In part one I discussed the educational requirements of training, now it's time to look at employment.

Firstly, employment requires qualification (as discussed in part one), first aid and registration.

First aid is usually Level 1 first aid - knowing how to treat spider bites, sprains, shock, do CPR and so on. Technically a workplace only requires one person on duty with first aid, but in practice this would make rostering a headache ("Let's put Bob on to replace Anna tonight, no wait, Bob doesn't have CPR"), so fitness centres simply require every employee to have it. If self-employed, your insurance company will not cover you if a client is injured and you didn't have first aid. 

To be employed or insured as self-employed means registration with a professional body such as Fitness Australia or Physical Activity Australia (formerly known as Kinect). These professional bodies require continuing education. This is not very demanding, usually around 10 hours of face-to-face classes each year. For example, the kettlebell coaching course I did most recently was two 7 hour days and was worth 14 points of the 20 I require every 2 years. 

Where does a PT work, anyway?
There are three basic ways a personal trainer can get employed.
  • community gym - run by local council, YMCA, or large company like Belgravia Leisure
  • commercial gym - privately owned and run, often by a large company such as Fitness First or Genesis
  • self-employed - this could be the PT in their car with a medicine ball and skipping rope, all the way up to a large shop in a busy strip. 
Community gym
The trainer begins with a base of 1-6 gym shifts of 3-5hr each in a week, during which they do the initial appointments discussed here, and after about 3 months will be expected to be ready to take on personal training clients. Of course those appointments are the trainer's chance to meet potential clients. 

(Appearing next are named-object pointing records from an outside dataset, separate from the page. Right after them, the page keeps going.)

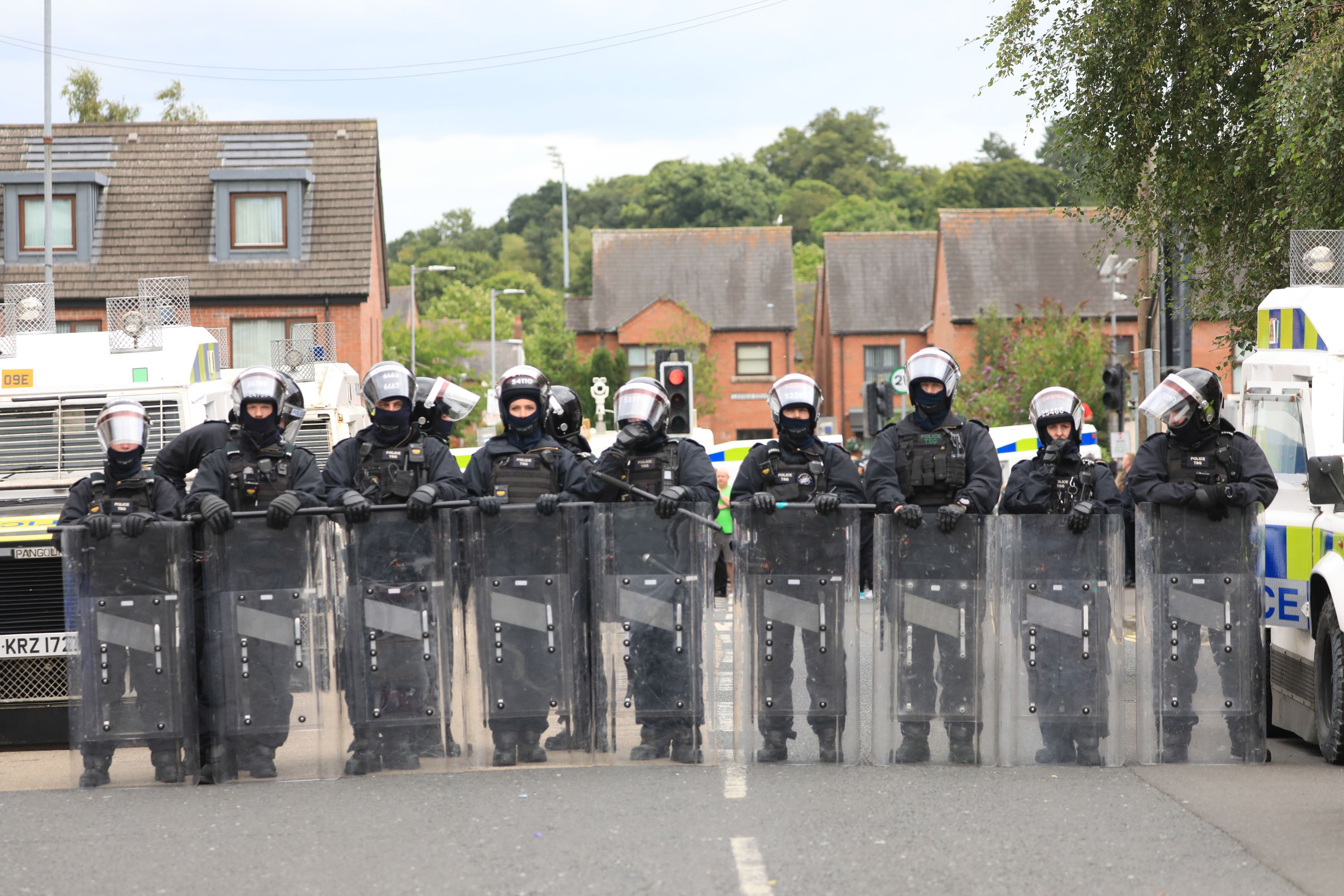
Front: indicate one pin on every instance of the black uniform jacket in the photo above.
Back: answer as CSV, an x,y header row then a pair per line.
x,y
343,466
187,449
1148,478
164,500
570,474
694,472
984,478
213,477
842,474
1030,489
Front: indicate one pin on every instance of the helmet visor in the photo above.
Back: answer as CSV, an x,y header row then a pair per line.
x,y
1174,402
640,402
123,424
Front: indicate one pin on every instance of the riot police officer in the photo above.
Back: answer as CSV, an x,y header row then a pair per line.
x,y
674,470
260,469
1202,462
123,493
935,458
797,468
1060,480
390,462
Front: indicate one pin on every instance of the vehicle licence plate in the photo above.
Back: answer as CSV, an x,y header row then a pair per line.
x,y
45,644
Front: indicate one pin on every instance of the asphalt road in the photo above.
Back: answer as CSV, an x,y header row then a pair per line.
x,y
728,829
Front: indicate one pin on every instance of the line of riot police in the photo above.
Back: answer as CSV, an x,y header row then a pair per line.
x,y
543,599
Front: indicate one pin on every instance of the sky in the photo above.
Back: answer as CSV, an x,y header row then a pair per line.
x,y
699,78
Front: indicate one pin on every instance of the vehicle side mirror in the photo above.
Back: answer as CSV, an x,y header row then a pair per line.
x,y
1326,478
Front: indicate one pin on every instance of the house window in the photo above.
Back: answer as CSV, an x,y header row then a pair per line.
x,y
33,224
753,359
250,338
879,361
257,221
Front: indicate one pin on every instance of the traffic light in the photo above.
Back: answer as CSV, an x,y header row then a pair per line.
x,y
681,388
1113,388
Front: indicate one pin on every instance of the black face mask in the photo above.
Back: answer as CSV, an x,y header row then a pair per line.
x,y
123,465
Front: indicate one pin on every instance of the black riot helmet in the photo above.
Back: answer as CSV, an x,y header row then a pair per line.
x,y
566,418
1190,404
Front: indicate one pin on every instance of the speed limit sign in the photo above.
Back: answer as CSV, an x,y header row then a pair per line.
x,y
900,382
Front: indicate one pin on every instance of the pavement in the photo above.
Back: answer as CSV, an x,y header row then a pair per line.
x,y
724,829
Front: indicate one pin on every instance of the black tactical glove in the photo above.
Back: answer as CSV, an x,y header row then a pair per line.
x,y
546,504
1080,516
99,526
420,503
134,524
764,501
912,515
827,503
668,497
1211,500
948,516
1050,457
283,509
215,511
358,508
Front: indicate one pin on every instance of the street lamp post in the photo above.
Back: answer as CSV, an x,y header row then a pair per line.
x,y
414,311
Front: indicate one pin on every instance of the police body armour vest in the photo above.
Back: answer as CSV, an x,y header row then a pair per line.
x,y
124,496
256,481
390,474
1213,464
932,466
521,478
792,481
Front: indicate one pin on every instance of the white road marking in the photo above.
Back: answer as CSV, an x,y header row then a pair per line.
x,y
752,878
734,781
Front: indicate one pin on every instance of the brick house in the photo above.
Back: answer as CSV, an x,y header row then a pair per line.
x,y
875,302
724,292
273,222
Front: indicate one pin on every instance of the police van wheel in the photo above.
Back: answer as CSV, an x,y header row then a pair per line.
x,y
1330,685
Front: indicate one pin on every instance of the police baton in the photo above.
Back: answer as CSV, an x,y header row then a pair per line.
x,y
650,496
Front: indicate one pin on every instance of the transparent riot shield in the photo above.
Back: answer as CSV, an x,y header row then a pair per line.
x,y
933,644
654,626
275,712
134,684
1201,652
396,637
796,634
1061,612
523,672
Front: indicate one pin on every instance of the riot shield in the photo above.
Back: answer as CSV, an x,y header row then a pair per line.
x,y
134,684
933,644
1061,610
1201,653
394,634
796,634
655,648
523,672
269,618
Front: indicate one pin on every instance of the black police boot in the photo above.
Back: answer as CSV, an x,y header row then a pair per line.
x,y
506,749
961,745
167,766
530,747
776,746
686,745
655,743
96,771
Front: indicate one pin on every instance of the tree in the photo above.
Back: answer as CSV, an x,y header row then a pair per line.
x,y
174,108
850,152
85,104
1210,129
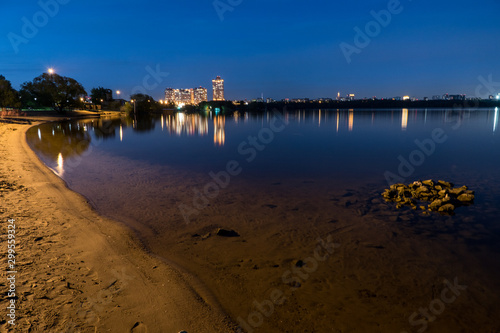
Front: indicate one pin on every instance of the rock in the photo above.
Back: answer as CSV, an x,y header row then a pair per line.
x,y
435,204
456,191
443,197
428,182
445,184
448,208
227,233
466,197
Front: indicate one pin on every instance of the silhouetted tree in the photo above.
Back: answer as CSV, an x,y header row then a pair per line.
x,y
100,95
54,91
9,97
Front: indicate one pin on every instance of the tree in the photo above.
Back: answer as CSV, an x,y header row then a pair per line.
x,y
100,95
9,97
53,90
144,103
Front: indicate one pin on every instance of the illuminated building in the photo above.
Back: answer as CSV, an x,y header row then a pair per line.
x,y
200,95
169,95
218,89
185,96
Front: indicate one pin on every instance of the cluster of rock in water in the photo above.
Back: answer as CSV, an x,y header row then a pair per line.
x,y
441,196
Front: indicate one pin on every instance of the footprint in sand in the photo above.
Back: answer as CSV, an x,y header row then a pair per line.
x,y
139,328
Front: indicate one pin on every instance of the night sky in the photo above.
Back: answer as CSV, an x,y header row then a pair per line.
x,y
283,49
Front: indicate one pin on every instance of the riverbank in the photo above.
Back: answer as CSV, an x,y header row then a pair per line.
x,y
372,270
77,271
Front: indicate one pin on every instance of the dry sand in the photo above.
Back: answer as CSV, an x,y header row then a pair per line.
x,y
80,272
386,265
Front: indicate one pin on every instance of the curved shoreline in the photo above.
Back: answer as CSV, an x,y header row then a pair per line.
x,y
113,282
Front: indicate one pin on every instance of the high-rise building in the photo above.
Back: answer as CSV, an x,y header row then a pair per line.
x,y
200,94
218,89
169,95
183,96
186,96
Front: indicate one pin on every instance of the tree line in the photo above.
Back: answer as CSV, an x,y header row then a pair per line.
x,y
61,93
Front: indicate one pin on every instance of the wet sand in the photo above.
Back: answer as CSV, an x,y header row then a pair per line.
x,y
78,271
384,264
375,270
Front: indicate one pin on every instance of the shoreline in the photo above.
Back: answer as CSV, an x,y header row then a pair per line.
x,y
385,268
79,271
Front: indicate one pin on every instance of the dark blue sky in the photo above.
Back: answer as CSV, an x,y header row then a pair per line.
x,y
284,49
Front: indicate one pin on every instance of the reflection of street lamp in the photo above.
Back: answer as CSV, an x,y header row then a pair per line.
x,y
133,101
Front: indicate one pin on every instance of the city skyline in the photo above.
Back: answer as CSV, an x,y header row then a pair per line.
x,y
383,48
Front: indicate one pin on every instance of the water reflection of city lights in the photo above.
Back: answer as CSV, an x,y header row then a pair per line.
x,y
404,119
351,120
495,120
60,165
219,131
190,124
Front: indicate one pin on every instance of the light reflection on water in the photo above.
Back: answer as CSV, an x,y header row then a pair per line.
x,y
324,162
319,142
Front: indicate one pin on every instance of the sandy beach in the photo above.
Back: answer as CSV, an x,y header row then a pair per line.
x,y
79,272
307,259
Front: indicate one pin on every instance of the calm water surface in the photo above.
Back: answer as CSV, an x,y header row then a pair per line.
x,y
289,172
329,145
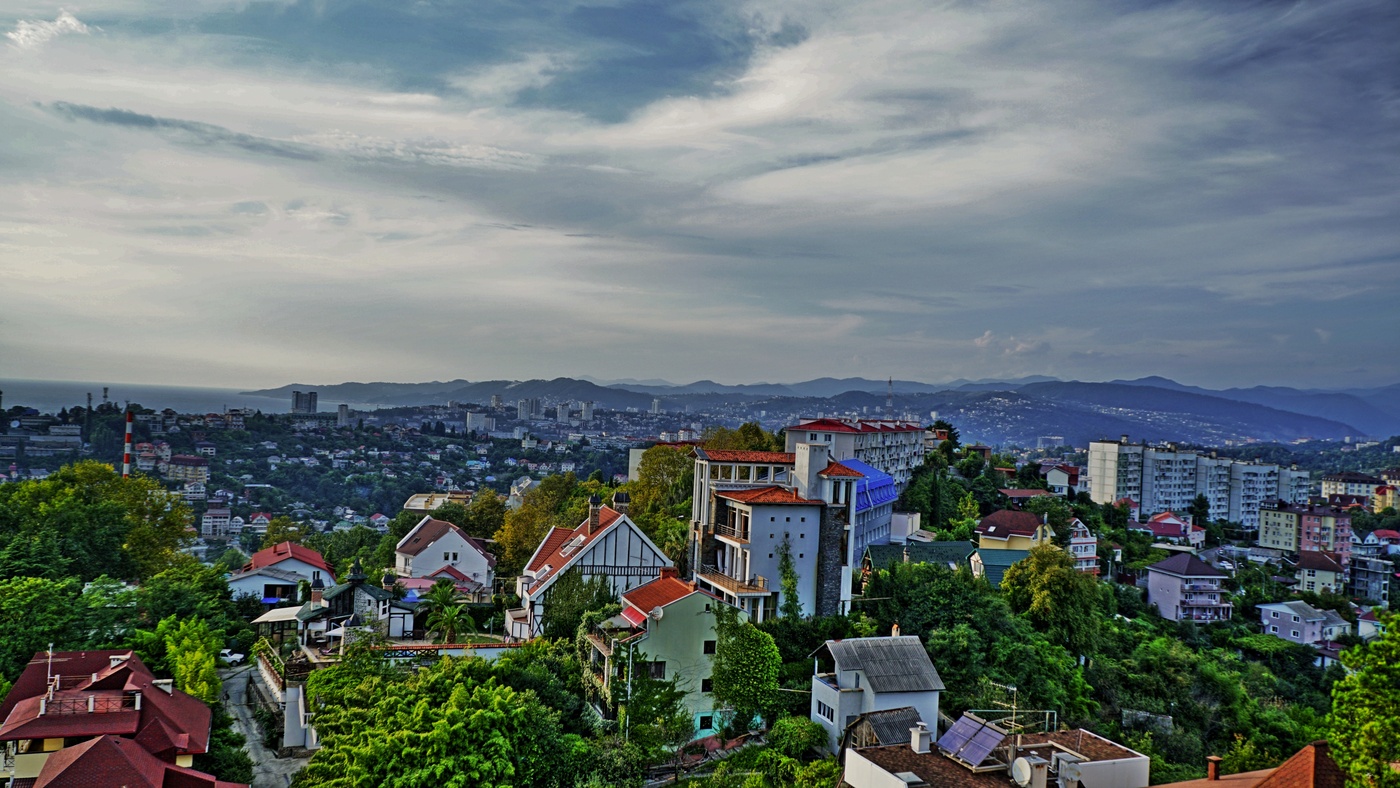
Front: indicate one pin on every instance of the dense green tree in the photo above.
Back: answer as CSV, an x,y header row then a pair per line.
x,y
745,669
1365,711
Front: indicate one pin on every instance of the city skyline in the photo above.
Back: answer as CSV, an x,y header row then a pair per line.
x,y
261,193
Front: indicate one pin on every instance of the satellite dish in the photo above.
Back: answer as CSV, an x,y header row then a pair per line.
x,y
1021,771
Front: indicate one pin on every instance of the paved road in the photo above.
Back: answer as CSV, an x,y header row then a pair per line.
x,y
269,771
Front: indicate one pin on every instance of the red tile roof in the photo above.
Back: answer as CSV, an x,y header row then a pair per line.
x,y
1319,560
1008,522
282,552
730,455
550,550
766,496
660,592
837,469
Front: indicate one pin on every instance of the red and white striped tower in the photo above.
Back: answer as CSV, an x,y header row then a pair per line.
x,y
126,448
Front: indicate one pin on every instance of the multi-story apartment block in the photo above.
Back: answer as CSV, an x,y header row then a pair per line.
x,y
1186,588
1169,479
1369,578
1350,483
1309,526
749,508
893,447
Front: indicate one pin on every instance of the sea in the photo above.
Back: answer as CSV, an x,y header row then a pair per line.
x,y
51,396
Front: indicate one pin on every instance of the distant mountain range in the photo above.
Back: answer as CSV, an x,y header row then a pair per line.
x,y
1014,410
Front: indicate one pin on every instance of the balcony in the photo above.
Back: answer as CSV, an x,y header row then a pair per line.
x,y
758,585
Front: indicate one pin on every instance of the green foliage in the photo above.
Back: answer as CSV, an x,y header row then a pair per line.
x,y
797,736
1365,711
34,613
745,668
569,599
791,605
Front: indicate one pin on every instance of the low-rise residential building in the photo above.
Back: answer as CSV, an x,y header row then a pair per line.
x,y
1185,588
1166,526
434,543
608,543
1011,529
667,629
1320,573
101,718
1301,623
1084,547
860,675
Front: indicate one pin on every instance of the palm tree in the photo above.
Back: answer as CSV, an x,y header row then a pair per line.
x,y
450,622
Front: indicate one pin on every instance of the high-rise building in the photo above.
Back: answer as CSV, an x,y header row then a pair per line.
x,y
303,402
1168,477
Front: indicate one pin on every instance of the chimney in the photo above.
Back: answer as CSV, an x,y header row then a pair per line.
x,y
594,505
919,738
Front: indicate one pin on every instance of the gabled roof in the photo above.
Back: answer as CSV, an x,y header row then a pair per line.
x,y
731,455
1186,564
891,664
1008,522
283,552
429,531
1319,560
766,496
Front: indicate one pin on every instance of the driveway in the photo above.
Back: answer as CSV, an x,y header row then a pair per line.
x,y
269,770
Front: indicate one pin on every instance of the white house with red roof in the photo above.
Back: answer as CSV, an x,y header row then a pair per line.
x,y
1172,529
436,545
667,627
59,721
273,574
605,545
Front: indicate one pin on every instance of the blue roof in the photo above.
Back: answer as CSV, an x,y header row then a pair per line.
x,y
875,489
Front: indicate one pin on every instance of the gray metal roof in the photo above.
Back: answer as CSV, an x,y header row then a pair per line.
x,y
891,664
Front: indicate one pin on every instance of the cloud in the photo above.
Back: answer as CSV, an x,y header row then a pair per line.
x,y
35,34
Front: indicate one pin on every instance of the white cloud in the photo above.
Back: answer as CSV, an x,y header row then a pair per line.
x,y
34,34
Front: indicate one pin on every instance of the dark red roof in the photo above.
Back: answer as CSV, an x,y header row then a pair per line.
x,y
1008,522
731,455
282,552
766,496
837,469
550,550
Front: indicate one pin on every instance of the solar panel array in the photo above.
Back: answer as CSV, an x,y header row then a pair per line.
x,y
970,739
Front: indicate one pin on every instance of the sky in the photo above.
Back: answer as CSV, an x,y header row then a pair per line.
x,y
252,193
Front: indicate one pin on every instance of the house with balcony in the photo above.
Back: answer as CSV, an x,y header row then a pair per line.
x,y
861,675
1301,623
1322,573
434,545
606,545
667,629
1084,547
1185,588
1011,529
751,507
87,717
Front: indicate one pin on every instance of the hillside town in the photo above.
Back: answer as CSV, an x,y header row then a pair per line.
x,y
856,601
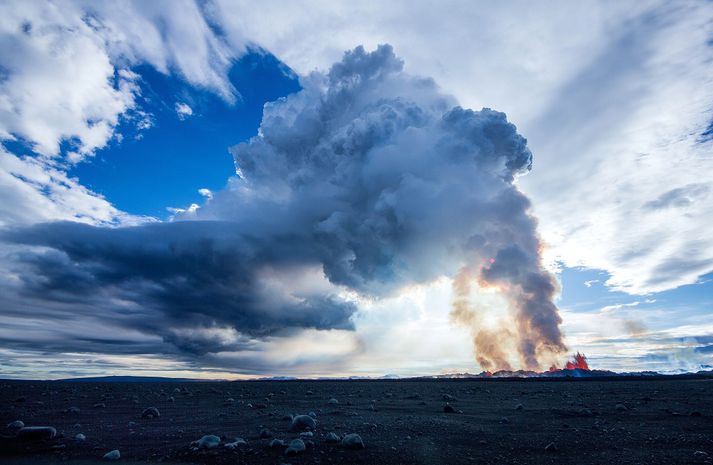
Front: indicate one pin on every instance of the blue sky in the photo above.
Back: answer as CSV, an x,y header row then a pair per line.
x,y
383,222
179,155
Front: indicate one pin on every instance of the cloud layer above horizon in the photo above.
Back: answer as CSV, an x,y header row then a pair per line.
x,y
368,175
615,101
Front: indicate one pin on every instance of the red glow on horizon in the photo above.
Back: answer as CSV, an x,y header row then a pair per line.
x,y
578,362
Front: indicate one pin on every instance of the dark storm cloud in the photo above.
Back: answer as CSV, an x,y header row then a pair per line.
x,y
191,272
368,173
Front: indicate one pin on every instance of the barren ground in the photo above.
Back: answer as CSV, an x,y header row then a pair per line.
x,y
663,421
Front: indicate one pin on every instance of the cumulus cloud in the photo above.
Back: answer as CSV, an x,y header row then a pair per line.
x,y
66,67
615,100
183,110
369,175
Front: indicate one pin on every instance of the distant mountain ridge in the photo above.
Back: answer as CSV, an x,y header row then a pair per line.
x,y
131,379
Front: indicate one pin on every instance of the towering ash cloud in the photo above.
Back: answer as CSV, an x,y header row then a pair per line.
x,y
369,174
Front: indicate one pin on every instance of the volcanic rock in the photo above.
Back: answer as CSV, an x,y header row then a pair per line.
x,y
209,441
275,443
17,424
235,444
302,423
150,412
352,441
33,433
296,446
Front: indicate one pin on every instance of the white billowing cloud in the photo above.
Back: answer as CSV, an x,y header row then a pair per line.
x,y
33,191
613,98
58,81
65,73
622,183
183,110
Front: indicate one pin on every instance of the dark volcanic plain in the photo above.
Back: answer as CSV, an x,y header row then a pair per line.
x,y
586,421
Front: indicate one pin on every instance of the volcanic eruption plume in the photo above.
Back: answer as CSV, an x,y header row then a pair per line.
x,y
371,176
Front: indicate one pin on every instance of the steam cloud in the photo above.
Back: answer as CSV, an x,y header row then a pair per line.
x,y
369,174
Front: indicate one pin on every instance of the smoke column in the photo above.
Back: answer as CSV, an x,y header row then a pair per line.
x,y
371,176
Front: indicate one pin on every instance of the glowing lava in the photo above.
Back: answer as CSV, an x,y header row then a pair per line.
x,y
578,362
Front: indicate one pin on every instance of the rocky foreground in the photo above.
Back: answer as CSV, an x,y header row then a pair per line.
x,y
655,421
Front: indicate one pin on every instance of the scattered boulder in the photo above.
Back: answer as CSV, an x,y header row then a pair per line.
x,y
352,441
303,423
297,446
150,412
17,424
209,441
34,433
275,443
235,444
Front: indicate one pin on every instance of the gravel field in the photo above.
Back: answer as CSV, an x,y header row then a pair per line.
x,y
622,421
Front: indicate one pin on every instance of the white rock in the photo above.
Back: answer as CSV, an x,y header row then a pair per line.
x,y
235,444
353,441
303,422
296,446
17,424
209,441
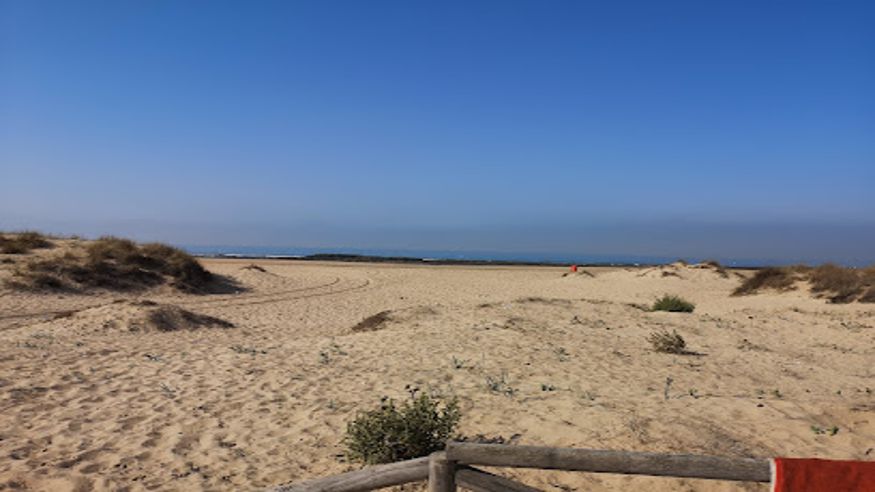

Gym shifts will be paid at a casual rate of $20-$25 an hour. Council-run gyms will often have further penalty rates for weekends, early mornings, etc, bringing it up to as much as $30 an hour. In most cases the staff contract will state that after six months the trainer can ask for these casual shifts to become permanent part-time. The hourly rate will drop to $16-$20 an hour, but the trainer will now have some sick and holiday pay; on the other hand when they need to miss a shift they'll have to officially request leave, rather than just ringing up a colleague and asking if they can do the shift. 

PT clients will pay around $60 an hour for their sessions, and the trainer will see $30-$40 of this. There are never permanent part-time rates for PT. New trainers will earn on the lower end, more experienced trainers doing a lot of PT will earn on the higher end. 

Commercial gym
The PT typically pays a franchise fee of $500-$2,000, does an introduction to the franchise which is really a short marketing course in how to do the hard sell, and then pays rent of $200-$400 a week to work at the large commercial gym.  The trainer signs a 12 month contract which is very difficult to get out of. Usually the first month is rent-free, the second month 1/3 rent, the third month 2/3, and the fourth and following months are full rent. During the first few months the PT is required to do gym floor shifts. The rent paid is not really for access to the facility's equipment, but access to the potential clients

Usually the PT is free to set their own rates they'll charge clients in a very broad range of $45 to $125 an hour. Some centres will restrict the rates based on the PT's seniority and previous success, newbies with 0-3 clients $45-$60/hr, people who've been there 3 years and have 20 clients $70-$125/hr, that sort of thing. The PT will get 80-90% of the client's session fee. 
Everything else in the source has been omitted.